The braces and speech therapy made it possible for me to escape the teasing, frustration, and embarrassment of those childhood years of not being able to speak clearly, but Ms. Kaye’s book, Words We Carry made me realize how the name calling and teasing, etc. probably resulted in some negative character traits in me.
Perhaps I would have been shy even if I’d had perfect teeth and impeccable pronunciation, but Words We Carry prompted me to reflect on the ramifications of some early childhood experiences. I still carry feelings of inadequacy even as a 65-year-old. I suppose we all do.
Let’s all be mindful of the things we say and do that are hurtful to others — especially to children.
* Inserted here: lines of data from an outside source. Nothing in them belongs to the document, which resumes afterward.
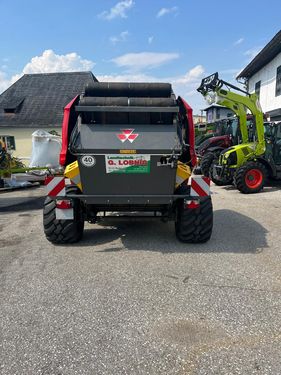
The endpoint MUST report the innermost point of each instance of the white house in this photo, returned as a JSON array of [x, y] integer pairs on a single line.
[[263, 76]]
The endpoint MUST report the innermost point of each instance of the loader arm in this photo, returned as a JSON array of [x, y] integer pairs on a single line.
[[213, 87], [240, 112]]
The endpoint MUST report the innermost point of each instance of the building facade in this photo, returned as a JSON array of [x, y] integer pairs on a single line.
[[36, 101], [263, 76]]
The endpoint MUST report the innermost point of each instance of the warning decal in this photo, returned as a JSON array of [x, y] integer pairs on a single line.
[[127, 163]]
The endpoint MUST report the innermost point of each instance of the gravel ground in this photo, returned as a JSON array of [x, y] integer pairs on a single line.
[[131, 299]]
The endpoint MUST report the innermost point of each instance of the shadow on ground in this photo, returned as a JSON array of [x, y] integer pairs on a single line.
[[18, 204], [232, 233], [271, 186]]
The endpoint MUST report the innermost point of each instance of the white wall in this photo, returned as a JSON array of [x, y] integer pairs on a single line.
[[23, 138], [267, 76]]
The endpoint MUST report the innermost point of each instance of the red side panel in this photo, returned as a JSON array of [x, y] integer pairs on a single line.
[[65, 135], [191, 131]]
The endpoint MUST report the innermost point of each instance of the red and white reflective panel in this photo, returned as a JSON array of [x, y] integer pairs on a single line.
[[127, 134], [55, 186], [199, 186]]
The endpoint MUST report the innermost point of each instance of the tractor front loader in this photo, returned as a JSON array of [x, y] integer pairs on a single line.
[[245, 162]]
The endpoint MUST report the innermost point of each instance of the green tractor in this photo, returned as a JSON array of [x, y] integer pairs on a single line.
[[248, 164]]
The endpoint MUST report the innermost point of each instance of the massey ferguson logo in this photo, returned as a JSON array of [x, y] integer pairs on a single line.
[[127, 134]]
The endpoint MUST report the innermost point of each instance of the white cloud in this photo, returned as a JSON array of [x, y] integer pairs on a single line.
[[49, 62], [122, 37], [238, 41], [163, 11], [144, 60], [119, 10], [252, 52]]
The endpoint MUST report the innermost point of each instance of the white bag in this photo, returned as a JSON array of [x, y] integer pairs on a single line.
[[45, 149]]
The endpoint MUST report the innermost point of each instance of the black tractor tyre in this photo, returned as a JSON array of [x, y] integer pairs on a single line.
[[251, 177], [206, 163], [63, 231], [219, 181], [194, 225]]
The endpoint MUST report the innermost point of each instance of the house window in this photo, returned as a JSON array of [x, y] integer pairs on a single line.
[[258, 88], [218, 113], [278, 81]]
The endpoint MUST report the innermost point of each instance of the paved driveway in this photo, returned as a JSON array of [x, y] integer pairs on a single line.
[[131, 299]]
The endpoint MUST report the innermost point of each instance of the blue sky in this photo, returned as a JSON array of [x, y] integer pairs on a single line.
[[166, 40]]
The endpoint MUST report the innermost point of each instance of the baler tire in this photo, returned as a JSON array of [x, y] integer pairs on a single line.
[[63, 231], [240, 178], [194, 225], [206, 163]]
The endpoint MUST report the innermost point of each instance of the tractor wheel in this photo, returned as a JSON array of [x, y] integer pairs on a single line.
[[194, 225], [251, 177], [206, 163], [63, 231], [219, 181]]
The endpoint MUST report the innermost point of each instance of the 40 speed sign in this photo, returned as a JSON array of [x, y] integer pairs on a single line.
[[88, 160]]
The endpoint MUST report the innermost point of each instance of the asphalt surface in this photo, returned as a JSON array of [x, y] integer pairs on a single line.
[[131, 299]]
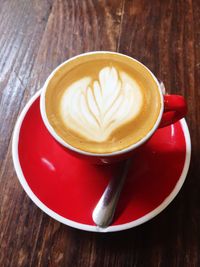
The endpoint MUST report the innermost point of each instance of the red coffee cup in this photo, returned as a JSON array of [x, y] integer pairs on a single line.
[[173, 108]]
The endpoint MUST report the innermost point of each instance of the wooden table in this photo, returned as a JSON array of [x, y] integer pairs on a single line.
[[37, 35]]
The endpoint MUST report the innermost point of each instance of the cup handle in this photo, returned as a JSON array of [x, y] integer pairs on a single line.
[[175, 108]]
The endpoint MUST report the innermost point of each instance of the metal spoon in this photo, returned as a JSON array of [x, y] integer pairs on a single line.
[[105, 209]]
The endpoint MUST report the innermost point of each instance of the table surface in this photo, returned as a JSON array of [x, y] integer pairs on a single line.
[[36, 36]]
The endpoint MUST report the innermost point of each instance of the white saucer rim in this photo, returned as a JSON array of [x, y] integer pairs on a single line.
[[87, 227]]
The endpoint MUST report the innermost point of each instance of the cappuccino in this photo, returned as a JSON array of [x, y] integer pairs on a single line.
[[103, 102]]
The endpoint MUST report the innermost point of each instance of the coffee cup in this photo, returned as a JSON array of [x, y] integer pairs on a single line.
[[101, 106]]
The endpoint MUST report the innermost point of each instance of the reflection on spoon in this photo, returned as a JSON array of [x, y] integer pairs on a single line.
[[105, 209]]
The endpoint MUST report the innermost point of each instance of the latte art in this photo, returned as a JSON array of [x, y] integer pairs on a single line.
[[102, 102], [96, 108]]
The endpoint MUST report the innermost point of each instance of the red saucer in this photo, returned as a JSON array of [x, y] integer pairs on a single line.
[[68, 188]]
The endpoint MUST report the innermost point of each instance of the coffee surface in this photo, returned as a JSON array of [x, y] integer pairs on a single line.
[[102, 103]]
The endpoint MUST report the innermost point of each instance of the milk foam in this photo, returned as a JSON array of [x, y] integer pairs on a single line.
[[95, 108]]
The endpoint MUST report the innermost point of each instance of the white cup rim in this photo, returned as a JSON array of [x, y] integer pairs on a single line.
[[92, 154]]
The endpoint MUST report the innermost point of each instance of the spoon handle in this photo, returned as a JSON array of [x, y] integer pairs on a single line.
[[105, 209]]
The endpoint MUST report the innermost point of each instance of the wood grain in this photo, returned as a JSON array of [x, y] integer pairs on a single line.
[[35, 36]]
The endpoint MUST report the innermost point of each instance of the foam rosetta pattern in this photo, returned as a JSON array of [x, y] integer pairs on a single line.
[[94, 109]]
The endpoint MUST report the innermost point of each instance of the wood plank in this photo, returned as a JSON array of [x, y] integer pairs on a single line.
[[28, 236], [165, 36]]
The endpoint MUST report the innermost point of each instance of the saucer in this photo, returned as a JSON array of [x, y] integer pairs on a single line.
[[68, 189]]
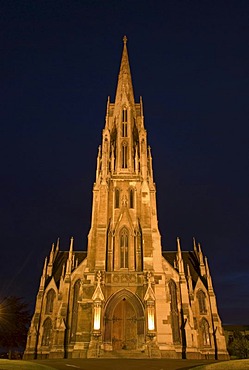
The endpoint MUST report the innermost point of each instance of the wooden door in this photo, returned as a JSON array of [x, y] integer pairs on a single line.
[[124, 329]]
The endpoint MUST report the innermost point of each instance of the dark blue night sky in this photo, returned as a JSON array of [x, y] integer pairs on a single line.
[[190, 62]]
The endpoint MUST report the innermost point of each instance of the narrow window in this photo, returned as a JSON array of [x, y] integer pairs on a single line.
[[47, 330], [124, 155], [202, 302], [50, 302], [76, 290], [131, 198], [124, 123], [124, 129], [117, 197], [174, 312], [124, 248], [205, 332]]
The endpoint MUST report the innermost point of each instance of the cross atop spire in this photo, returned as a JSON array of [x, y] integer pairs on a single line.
[[124, 86]]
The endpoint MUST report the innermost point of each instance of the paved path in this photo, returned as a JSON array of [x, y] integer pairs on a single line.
[[122, 364]]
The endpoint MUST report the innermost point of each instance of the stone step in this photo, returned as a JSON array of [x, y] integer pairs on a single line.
[[129, 354]]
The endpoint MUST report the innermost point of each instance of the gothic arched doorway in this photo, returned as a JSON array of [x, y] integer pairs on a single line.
[[124, 322]]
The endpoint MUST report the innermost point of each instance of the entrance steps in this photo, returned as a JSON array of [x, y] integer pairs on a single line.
[[130, 354]]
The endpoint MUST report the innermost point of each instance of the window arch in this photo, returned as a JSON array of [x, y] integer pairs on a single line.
[[124, 242], [131, 198], [174, 312], [50, 302], [117, 198], [202, 302], [76, 291], [205, 332], [124, 153], [47, 331]]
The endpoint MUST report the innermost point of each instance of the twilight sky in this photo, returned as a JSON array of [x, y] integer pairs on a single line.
[[190, 62]]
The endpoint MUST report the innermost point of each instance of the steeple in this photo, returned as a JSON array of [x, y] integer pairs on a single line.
[[124, 87]]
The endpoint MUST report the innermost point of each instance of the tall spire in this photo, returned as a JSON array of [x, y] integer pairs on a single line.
[[124, 86]]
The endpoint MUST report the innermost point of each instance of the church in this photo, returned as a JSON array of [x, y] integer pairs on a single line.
[[125, 296]]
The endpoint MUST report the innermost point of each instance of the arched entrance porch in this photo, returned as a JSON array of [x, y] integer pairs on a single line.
[[124, 324]]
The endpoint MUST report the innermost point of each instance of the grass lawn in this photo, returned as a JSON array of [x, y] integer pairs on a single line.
[[226, 365], [22, 365]]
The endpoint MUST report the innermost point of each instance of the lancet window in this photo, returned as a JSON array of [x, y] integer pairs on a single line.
[[124, 243], [124, 155], [174, 312], [205, 332], [202, 302], [47, 330], [131, 198], [50, 301], [76, 291], [117, 198], [124, 123]]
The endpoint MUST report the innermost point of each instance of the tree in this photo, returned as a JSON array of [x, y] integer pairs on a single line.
[[239, 345], [14, 322]]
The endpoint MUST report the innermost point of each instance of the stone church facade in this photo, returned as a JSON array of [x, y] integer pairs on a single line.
[[125, 296]]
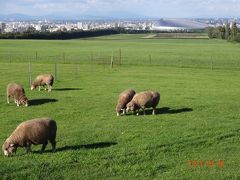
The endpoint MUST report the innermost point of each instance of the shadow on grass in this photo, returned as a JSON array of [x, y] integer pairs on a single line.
[[36, 102], [167, 110], [87, 146], [67, 89]]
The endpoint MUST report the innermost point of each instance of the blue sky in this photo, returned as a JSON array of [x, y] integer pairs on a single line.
[[118, 8]]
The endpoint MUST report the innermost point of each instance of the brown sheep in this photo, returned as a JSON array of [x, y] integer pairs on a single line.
[[43, 80], [35, 131], [17, 92], [144, 100], [124, 98]]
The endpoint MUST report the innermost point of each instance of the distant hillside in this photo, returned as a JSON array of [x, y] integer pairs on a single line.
[[180, 23]]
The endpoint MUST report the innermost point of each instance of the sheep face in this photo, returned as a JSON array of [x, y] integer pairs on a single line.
[[131, 106], [33, 87], [9, 149]]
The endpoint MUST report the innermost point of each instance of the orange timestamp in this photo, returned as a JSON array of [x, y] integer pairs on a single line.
[[208, 163]]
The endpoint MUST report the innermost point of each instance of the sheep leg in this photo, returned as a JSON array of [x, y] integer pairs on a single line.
[[28, 149], [18, 102], [153, 111], [53, 142], [144, 112], [49, 88], [124, 111], [8, 99], [137, 113], [43, 147]]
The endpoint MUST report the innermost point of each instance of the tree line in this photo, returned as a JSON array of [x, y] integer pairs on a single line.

Even if they rise above and appear to cope well with the teasing and name calling, they will carry those words with them for the rest of their lives.
Until my next blog post
I hope you have a good book to read. I’m reading A Bigger Table: Building Messy, Authentic, and Hopeful Spiritual Community, by John Pavlovitz.
If you’re a writer, I hope you have quality writing time. I didn’t work on my novel last week, but I enjoyed writing today’s blog post.
Thank you for reading my blog. You could have spent the last few minutes doing something else, but you chose to read my blog. I appreciate it!
I look forward to your comments about today’s post and some of the words you carry.